A documentary got a little wild when a polar bear tried to eat its way into a reporter’s vehicle. Australian reporter Tara Brown, from 60 Minutes, was documenting the plight of polar bears amid the growing climate crisis when her car got stuck in the snow. Then a hungry polar bear came face-to-face with her crew.
Climate Change Has Left Polar Bears Starving, on Verge of Extinction
In 2007, Brown was filming a segment for her documentary On Thin Ice. She and her crew traveled to Churchill, Canada, to show how the polar bears were faring.
Polar bears are usually nowhere to be seen in that part of Churchill in the wintertime because they usually go out hunting at sea. But, due to the melting sea ice, polar bears are drowning and starving to death. They use the ice as landing pads on their long hunting journeys for seals. Without the ice, the polar bears have remained on land. Recently, they’ve resorted to cannibalism—which isn’t new but is now, tragically, a rampant occurrence.
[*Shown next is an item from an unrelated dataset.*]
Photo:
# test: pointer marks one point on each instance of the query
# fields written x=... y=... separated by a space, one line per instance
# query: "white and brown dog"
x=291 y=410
Brown and her crew were traveling onshore when the car got stuck in the snow. Then a polar bear walked up to the partially open window. The bear is actually pretty cute, acting much like a dog. It does a little bow and looks longingly into the window. But then it starts gnawing on the side mirror.
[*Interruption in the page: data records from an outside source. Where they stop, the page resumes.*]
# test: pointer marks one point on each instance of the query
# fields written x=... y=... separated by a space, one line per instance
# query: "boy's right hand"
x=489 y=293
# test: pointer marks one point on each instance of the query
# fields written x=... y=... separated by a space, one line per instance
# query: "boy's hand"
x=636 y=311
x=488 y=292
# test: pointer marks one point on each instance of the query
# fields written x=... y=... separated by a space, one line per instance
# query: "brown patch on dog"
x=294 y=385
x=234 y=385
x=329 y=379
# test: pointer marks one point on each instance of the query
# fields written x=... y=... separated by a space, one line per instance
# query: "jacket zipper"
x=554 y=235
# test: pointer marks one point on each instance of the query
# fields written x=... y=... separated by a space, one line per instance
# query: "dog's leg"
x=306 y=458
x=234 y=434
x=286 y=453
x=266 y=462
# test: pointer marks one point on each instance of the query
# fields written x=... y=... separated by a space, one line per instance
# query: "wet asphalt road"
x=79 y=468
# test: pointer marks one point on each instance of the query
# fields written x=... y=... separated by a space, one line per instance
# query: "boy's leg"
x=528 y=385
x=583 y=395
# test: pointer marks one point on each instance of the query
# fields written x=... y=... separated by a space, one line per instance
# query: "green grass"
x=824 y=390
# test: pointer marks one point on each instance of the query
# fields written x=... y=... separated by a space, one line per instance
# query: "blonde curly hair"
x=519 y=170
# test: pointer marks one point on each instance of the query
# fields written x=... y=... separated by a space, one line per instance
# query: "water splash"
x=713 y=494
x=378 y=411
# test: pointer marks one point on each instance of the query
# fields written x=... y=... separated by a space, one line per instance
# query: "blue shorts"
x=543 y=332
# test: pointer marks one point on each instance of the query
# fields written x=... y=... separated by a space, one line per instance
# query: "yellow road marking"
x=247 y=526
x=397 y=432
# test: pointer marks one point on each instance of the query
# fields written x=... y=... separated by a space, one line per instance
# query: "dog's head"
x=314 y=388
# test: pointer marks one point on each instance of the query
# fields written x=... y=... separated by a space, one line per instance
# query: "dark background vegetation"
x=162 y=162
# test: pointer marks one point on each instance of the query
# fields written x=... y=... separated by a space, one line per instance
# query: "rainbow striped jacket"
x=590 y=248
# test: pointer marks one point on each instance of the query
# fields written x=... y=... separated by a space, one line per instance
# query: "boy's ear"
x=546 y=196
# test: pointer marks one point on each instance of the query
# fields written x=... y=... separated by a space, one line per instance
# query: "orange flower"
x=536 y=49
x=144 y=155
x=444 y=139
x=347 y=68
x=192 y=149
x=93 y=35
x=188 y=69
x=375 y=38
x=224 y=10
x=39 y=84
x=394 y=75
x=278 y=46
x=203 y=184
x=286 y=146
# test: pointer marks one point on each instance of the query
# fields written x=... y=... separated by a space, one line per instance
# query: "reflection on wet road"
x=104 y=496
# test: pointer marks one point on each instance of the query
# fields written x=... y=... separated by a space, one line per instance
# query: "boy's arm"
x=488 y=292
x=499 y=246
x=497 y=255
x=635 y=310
The polar bear moves to the front of the car and paws it before returning to the side mirror to see if it’s edible. It’s obviously starving.
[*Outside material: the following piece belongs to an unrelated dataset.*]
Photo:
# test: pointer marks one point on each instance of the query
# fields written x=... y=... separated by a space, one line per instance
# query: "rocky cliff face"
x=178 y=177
“Right now, these windows are starting to feel very thin,” Brown narrates.
The hungry polar bear comes right up to Brown’s window again. “This close, they’re not that cute and cuddly,” she says. The polar bear then starts trying to push against her door. “Jesus Christ” says one of the camera crew members.
Right when everyone was probably about to start peeing their pants, a National Park snowplow came up over a nearby hill. It got the film crew’s car out, and everyone was okay.
As for the polar bears, however, they’re not doing okay… at all. Scientists say that the species is on the verge of collapse unless humans do something to slow down or stop global warming.